Mr.J.S.Neki opened his speech with the lines: “What most traditions call “Spirit” is the deepest center of the person which is open to the transcendent dimension and through which the individual may experience ultimate reality.” Elaborating on the role of Sikhism in achieving the “ultimate reality” he explained “Sikh spirituality, while sharing this major concern with almost all the religions, has a distinctive approach of its own.” “The modicum of the divine that is within us is our real self, it is not the same as our empirical self with which we are ordinarily familiar.” “It (empirical self) mentally segregates us from the undifferentiated reality and creates for us the illusion of a distinctive circumscribed entity of our own which we begin to defend. It makes us intensely aware of our thus differentiated identity and readily responds to a given name that comes to represent it. From its very inception it engages itself in self-assertion and self-defenses which are twin processes of the worldly retrace called dhaturbazi or that in the Sikh Parlance, The real self, on the contrary, is not dependent on our sense organs, it is self resplendent.” Mr.Neki punctuated his speech with appropriate quotes from the Adi Granth,”O my mind thou art of the nature of resplendence, Pray, recognize thyself.”

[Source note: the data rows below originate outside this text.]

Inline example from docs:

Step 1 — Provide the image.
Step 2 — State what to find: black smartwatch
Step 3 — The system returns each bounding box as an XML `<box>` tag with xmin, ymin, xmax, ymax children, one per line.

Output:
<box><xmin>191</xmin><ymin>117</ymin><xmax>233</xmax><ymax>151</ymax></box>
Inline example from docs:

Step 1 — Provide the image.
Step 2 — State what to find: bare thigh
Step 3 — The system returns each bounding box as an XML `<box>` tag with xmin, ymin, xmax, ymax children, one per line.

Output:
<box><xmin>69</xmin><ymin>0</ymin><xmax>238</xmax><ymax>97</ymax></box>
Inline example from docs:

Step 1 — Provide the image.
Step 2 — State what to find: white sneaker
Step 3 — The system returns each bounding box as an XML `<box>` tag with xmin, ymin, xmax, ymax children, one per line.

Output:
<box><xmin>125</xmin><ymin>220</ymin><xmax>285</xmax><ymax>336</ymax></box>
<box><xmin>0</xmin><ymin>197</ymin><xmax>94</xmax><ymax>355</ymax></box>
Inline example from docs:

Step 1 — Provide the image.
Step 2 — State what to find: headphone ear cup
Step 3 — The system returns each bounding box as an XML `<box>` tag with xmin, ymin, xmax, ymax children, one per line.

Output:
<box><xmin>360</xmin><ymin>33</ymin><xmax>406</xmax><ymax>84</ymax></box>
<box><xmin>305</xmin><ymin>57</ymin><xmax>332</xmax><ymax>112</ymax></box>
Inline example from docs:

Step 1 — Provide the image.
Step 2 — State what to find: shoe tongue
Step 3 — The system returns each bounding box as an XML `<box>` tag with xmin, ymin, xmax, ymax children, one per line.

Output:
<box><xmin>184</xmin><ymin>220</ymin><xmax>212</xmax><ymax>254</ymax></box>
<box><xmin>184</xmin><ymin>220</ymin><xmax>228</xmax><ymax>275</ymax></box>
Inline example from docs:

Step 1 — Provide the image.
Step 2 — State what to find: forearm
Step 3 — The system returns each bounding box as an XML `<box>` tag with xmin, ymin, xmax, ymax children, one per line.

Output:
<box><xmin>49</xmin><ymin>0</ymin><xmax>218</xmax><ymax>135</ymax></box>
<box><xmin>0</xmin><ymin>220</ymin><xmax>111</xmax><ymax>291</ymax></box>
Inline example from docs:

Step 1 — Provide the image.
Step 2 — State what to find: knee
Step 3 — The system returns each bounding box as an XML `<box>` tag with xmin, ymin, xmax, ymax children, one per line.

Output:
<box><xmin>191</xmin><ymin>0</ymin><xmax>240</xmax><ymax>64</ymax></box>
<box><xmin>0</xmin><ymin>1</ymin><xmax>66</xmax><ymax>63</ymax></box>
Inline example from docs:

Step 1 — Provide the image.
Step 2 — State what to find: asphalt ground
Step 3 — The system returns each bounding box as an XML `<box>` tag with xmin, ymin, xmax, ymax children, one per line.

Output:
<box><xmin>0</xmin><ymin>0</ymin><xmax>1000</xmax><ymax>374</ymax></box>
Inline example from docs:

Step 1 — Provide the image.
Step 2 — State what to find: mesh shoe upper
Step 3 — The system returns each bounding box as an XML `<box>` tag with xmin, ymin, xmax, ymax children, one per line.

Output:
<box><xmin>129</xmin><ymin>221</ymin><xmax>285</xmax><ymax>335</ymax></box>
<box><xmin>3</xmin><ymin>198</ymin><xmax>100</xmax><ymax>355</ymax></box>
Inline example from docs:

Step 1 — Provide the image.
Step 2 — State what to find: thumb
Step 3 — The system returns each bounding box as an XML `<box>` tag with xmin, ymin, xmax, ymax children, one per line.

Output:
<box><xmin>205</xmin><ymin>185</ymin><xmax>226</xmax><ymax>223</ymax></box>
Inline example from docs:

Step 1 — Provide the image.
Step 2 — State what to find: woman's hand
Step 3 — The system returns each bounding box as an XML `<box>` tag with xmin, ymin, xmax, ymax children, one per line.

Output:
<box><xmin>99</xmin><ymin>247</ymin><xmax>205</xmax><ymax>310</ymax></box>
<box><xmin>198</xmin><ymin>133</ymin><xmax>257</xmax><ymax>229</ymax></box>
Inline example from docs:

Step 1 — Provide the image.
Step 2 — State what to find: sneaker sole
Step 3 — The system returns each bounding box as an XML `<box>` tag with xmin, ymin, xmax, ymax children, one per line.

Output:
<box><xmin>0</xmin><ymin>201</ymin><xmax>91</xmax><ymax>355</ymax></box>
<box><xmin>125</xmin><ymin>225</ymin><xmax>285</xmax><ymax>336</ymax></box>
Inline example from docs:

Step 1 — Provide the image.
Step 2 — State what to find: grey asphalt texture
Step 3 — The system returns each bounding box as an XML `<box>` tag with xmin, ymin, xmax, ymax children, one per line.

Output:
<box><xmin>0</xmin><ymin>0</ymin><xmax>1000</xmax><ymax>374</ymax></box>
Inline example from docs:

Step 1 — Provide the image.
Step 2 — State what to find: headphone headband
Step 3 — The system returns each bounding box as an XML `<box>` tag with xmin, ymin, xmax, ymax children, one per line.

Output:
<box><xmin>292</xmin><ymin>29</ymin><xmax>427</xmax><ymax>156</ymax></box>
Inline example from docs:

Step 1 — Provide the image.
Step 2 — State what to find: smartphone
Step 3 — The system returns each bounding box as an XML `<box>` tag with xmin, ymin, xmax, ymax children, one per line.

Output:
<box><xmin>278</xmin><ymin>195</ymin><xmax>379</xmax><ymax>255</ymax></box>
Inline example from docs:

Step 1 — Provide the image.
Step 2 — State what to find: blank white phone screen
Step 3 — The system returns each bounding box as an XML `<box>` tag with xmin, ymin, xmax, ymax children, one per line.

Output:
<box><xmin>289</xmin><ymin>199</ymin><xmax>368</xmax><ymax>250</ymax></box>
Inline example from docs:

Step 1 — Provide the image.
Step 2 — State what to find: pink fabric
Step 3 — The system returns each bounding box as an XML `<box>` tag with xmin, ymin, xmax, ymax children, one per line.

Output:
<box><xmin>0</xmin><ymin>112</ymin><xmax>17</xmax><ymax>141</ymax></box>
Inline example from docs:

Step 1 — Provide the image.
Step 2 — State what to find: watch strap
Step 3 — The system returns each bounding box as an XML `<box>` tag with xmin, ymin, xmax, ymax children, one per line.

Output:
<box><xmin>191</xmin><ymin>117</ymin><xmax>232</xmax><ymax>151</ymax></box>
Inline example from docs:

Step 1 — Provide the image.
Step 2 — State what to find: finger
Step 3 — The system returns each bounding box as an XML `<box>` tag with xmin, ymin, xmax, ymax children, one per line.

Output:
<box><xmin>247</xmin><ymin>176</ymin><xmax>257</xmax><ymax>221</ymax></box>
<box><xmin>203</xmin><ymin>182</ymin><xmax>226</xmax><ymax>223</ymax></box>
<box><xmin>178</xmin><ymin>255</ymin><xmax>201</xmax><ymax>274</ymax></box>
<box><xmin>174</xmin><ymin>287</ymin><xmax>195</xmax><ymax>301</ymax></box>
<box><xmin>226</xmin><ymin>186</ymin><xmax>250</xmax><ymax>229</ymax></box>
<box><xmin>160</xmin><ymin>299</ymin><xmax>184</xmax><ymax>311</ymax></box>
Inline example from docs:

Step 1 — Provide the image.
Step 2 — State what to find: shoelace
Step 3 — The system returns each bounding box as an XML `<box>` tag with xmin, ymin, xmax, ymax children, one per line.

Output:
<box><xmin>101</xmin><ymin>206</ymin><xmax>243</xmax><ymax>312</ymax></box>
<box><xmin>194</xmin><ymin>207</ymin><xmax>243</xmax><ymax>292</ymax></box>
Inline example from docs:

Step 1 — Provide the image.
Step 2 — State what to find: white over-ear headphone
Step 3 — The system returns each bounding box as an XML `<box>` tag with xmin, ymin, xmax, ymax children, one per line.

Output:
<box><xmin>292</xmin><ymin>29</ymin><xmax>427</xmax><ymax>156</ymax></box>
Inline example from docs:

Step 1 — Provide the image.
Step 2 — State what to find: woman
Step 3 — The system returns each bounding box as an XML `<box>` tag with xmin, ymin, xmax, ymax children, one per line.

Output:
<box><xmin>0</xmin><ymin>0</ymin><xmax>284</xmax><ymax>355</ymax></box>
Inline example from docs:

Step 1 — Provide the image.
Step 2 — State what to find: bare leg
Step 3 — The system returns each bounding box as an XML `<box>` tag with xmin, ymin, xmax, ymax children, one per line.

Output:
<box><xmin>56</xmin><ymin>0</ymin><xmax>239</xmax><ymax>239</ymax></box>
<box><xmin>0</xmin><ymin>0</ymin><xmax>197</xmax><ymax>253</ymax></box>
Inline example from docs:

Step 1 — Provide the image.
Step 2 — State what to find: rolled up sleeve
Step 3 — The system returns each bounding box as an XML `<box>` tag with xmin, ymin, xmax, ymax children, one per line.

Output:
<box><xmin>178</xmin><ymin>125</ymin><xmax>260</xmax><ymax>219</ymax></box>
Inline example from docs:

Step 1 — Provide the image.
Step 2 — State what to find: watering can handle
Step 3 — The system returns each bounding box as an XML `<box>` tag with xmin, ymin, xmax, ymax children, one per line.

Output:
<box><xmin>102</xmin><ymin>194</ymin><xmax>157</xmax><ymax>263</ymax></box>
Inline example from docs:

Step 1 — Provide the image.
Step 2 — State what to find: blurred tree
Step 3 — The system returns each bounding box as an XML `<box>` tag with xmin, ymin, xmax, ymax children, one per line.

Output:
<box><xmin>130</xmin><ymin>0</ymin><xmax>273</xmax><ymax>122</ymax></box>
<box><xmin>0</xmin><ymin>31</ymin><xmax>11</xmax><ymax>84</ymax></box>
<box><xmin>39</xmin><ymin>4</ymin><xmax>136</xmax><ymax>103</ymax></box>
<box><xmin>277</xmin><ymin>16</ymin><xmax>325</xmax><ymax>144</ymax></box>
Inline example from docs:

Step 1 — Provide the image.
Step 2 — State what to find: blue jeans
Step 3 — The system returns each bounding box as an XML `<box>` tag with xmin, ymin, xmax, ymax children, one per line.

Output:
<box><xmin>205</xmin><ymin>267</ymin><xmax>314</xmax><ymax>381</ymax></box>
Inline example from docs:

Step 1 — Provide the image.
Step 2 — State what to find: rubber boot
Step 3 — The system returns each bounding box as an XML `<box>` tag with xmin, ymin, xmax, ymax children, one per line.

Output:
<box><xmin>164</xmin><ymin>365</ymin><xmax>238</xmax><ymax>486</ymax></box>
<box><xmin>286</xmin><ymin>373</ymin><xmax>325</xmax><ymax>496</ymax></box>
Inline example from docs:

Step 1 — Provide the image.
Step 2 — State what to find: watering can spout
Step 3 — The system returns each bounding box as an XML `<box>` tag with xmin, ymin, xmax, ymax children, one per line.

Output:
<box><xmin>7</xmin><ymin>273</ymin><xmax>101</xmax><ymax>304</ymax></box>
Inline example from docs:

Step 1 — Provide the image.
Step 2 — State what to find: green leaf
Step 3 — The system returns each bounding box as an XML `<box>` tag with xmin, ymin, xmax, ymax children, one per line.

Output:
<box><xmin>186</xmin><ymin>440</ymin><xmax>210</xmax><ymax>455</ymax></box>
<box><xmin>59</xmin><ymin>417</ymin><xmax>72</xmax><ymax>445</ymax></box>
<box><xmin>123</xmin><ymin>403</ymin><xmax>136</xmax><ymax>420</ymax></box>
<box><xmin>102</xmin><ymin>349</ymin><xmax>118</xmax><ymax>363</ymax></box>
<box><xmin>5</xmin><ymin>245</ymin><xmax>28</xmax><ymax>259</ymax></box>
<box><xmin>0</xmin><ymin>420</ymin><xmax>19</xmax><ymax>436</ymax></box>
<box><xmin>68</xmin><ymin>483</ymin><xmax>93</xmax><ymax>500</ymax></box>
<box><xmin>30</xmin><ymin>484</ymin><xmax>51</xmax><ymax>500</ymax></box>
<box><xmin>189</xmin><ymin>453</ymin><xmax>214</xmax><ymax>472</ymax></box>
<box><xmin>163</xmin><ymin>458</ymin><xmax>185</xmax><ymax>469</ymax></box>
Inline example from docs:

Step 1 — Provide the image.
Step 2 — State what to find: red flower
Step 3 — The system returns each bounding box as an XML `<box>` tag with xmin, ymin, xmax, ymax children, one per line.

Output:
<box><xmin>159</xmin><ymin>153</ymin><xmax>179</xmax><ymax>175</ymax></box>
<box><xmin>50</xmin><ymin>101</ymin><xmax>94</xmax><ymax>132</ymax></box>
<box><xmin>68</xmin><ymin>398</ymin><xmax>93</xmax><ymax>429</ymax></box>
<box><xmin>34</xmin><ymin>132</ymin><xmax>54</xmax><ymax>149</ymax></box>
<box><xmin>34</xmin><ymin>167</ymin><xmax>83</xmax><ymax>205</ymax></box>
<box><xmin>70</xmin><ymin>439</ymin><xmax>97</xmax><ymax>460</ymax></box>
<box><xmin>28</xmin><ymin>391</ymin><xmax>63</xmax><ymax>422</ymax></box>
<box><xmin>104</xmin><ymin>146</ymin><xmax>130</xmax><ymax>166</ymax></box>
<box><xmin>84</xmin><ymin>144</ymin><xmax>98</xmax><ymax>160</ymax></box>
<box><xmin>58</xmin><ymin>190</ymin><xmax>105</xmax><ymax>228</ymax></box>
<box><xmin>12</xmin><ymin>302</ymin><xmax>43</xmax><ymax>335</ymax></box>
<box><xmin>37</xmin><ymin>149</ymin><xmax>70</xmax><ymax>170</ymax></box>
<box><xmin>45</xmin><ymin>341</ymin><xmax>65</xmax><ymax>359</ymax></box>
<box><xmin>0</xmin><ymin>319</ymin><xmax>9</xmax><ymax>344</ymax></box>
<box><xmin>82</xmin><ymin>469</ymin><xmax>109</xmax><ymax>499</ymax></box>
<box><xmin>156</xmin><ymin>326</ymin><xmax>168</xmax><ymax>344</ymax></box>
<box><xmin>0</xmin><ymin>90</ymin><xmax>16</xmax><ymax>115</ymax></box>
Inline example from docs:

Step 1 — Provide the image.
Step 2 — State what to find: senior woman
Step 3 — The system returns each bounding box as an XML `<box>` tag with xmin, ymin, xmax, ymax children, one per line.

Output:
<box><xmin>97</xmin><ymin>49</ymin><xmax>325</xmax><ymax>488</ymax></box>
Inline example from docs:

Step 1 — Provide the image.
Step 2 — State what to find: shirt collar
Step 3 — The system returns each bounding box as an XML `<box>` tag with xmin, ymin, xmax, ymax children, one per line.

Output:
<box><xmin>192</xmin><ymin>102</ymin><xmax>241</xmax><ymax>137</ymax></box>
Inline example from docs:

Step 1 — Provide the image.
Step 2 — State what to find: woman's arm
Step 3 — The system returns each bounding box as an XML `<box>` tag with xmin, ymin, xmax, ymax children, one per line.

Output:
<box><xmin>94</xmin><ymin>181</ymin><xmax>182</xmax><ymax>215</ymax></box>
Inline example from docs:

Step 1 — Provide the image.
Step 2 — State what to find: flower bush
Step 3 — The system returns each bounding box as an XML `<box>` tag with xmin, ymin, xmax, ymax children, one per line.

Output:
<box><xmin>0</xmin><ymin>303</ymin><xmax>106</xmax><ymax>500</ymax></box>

He concluded by saying “The real self can be realized by making a journey inwards contrasted to the journey outwards or the chase of that. The journey inwards is called liv. Thus we have at our disposal these two orientations the out ward orientation or that conductive to our physical survival and the inward orientation or liv conductive to getting in time with the medium of the infinite within ourselves,”

“The Gurus instructed us how to adjust to the worldly orientation while developing the inward orientation which alone can lead us to our real destination namely experiencing the ultimate reality whom we call *Waheguru’ or the wonderful lord of the universe.”